Tout d’abord, il est difficile de ne pas ressentir un certain embarras à voir Jacques Bouveresse, une fois de plus, ferrailler outre-tombe contre Foucault, et prendre un malin plaisir à opposer Nietzsche à Foucault en montrant que, à la grande différence de ce dernier, Nietzsche est l’un des philosophes à avoir le plus tenu à la vérité, et l’un de ceux qui a le plus inlassablement cherché à distinguer entre la vérité et le dire-vrai. L’insistance de Bouveresse à présenter Foucault comme un simple rhéteur, un sophiste, un relativiste de la plus belle eau, coupable d’avoir confondu la connaissance de la vérité avec l’histoire de la vérité, a quelque chose de lassant et, à la longue, d’exaspérant en ce qu’elle montre à quel point Jacques Bouveresse était, lui aussi, capable de mal lire certains auteurs. Ce dernier semble n’avoir jamais voulu comprendre que la généalogie de la vérité, à laquelle Foucault a consacré une bonne partie de ses travaux, peut réaliser une histoire de la vérité qui ne nie en aucune façon la norme de vérité comprise comme adequatio rei ac intellectus, pas davantage qu’il n’a voulu voir que l’on peut très bien s’intéresser à la façon dont la vérité oblige à la reconnaître pour telle dans sa dimension, pour ainsi dire, événementielle, s’intéresser aux effets du discours dans leur liaison avec la vérité, sans réduire pour autant cette dernière à un dire-vrai ou à la croyance. On est frappé de constater qu’il ne reste à peu près plus rien, sous la plume de Bouveresse, de toutes les distinctions subtiles et de la grande finesse des conceptions que Foucault a patiemment élaborées en prolongeant de manière créative la pensée de Nietzsche – c’est-à-dire en faisant la même chose que lui, mais d’une autre manière.

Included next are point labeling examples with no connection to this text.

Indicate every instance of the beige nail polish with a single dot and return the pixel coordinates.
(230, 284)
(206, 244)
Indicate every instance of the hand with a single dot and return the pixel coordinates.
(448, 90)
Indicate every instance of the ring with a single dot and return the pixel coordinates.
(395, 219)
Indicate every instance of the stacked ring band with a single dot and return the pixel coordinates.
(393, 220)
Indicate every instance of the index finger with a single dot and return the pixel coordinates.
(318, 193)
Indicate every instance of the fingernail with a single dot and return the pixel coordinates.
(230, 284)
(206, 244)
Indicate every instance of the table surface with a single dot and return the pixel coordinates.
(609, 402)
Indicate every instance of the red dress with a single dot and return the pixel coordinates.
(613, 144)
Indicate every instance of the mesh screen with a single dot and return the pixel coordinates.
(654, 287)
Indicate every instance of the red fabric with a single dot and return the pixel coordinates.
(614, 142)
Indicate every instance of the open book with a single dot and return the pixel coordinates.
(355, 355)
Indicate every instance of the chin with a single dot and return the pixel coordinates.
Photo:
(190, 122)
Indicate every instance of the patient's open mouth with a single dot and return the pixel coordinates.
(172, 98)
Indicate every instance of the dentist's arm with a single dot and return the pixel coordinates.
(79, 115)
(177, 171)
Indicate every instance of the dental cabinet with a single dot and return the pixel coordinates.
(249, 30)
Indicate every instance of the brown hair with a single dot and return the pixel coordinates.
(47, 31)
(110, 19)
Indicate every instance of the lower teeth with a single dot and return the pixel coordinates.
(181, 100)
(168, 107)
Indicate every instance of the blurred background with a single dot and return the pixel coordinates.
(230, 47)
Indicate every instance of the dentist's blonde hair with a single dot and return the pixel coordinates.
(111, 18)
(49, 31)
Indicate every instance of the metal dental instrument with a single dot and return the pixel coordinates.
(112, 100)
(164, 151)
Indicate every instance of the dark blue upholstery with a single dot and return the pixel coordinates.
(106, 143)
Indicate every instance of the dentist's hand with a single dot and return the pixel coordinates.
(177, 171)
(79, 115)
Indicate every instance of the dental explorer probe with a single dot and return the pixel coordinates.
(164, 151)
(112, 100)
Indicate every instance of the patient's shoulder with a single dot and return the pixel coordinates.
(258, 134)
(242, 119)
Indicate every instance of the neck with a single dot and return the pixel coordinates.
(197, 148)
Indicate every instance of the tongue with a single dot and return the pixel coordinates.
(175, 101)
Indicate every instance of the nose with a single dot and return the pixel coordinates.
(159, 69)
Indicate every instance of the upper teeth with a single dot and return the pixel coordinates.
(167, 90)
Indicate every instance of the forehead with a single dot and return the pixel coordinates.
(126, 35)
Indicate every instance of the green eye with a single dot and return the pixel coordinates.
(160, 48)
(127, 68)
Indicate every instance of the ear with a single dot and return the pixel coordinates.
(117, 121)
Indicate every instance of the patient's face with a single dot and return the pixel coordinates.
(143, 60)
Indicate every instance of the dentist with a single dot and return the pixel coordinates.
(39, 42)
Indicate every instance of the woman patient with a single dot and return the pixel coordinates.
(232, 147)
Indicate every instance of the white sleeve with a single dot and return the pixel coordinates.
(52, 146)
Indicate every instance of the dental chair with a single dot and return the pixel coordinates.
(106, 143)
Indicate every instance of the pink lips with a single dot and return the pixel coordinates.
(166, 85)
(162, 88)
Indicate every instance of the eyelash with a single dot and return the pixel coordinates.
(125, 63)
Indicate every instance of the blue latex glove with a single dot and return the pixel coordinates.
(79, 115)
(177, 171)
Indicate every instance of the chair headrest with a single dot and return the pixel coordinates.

Ensuite, il est difficile, une fois encore, de réprimer son agacement à la lecture des quelques pages critiques que Bouveresse consacre à l’interprétation deleuzienne de la volonté de puissance, lesquelles consistent en tout et pour tout à opposer platement au texte sur lequel Deleuze fonde son interprétation le texte original allemand de Nietzsche lui-même, en montrant qu’elle repose sur une erreur de traduction. Bouveresse prend grand soin de ne surtout jamais mentionner l’œuvre philosophique de Deleuze, et s’ingénie à traiter ce dernier comme un simple commentateur de Nietzsche parmi d’autres, dont le seul titre de gloire assez suspect aurait consisté en l’attribution extravagante d’une forme de gauchisme à Nietzsche. Quelle que soit la rigueur philologique de l’interprétation deleuzienne de cette doctrine fondamentale de Nietzsche – crux interpretationis par excellence de toute l’œuvre du philosophe allemand –, elle demeure à ce jour non seulement l’une des plus géniales et des plus inspirantes s’agissant de Nietzsche lui-même, mais encore l’une des plus fascinantes s’agissant de Deleuze en ce qu’elle préfigure des thèses qu’il s’emploiera à développer pour son propre compte quelques années plus tard dans Capitalisme et schizophrénie. Bouveresse a incontestablement raison de dire que Nietzsche n’était pas un penseur de gauche, mais on ne comprend pas qu’il ne s’interroge à aucun moment sur la fonction que cette interprétation pour le moins curieuse a pu jouer dans la philosophie des auteurs qui l’ont défendue.

Pour être franc, il n’est pas bien sorcier de répondre à la question de savoir pourquoi il ne s’est jamais posé une telle question : tout simplement parce qu’il ne considérait pas que Deleuze et Foucault aient apporté une quelconque contribution à la philosophie. Moyennant quoi Jacques Bouveresse se sera lui-même privé des moyens de comprendre par quels tours et détours Nietzsche a pu être considéré, à un certain moment de sa réception, comme un penseur de gauche.